Another therapeutic strategy that includes education and structured physical activity in pulmonary rehabilitation. The teaching component frequently involves quitting smoking tactics as well as the association between tobacco usage and symptoms. Breathing methods can be quite beneficial in managing the anxiety and discomfort associated with exacerbations (Thomas & Bomar, 2018). When chronic bronchitis is acute, ventilation and blood flow may be disrupted in the lungs. Airflow and blood flow to the lung must be perfectly balanced for proper lung function. When they are not, reductions in oxygen and rises in carbon dioxide can have serious repercussions. Pulmonary rehabilitation education is important and teaching patients the appropriate path for air to take entails breathing in via the nose so that the upper airways can moisten, cleanse, and warm the air (sinuses) (Thomas & Bomar, 2018). To aid enhance lung capacity, air is exhaled via the mouth and when exacerbations breathing becomes labored and difficult patients may benefit from pursed lip breathing.

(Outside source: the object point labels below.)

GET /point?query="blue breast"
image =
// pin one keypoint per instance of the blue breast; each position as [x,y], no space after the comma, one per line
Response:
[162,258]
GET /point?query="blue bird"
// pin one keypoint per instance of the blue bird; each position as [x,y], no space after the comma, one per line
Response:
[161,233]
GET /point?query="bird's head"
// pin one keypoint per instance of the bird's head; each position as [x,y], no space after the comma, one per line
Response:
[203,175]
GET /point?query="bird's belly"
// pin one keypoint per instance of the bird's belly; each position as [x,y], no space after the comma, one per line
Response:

Lastly, warm humidified air might aid by lowering coughing and allowing mucus to flow more easily, which might also lead to improved clearance of the bronchial airways and less obstruction by viscous mucus.
REFERENCES
Kennedy-Malone, L., Fletcher, K. & Martin-Plank, L. (2018). Advanced practice nursing in the care of older adults (2nd ed.). F.A. Davis. ISBN: 9780803666610.
Mejza, F., Gnatiuc, L., Buist, A. S., Vollmer, W. M., Lamprecht, B., Obaseki, D. O., … & Burney, P. G. (2017). Prevalence and burden of chronic bronchitis symptoms: results from the BOLD study. European Respiratory Journal, 50(5).
Thomas, M., & Bomar, P. A. (2018). Upper respiratory tract infection.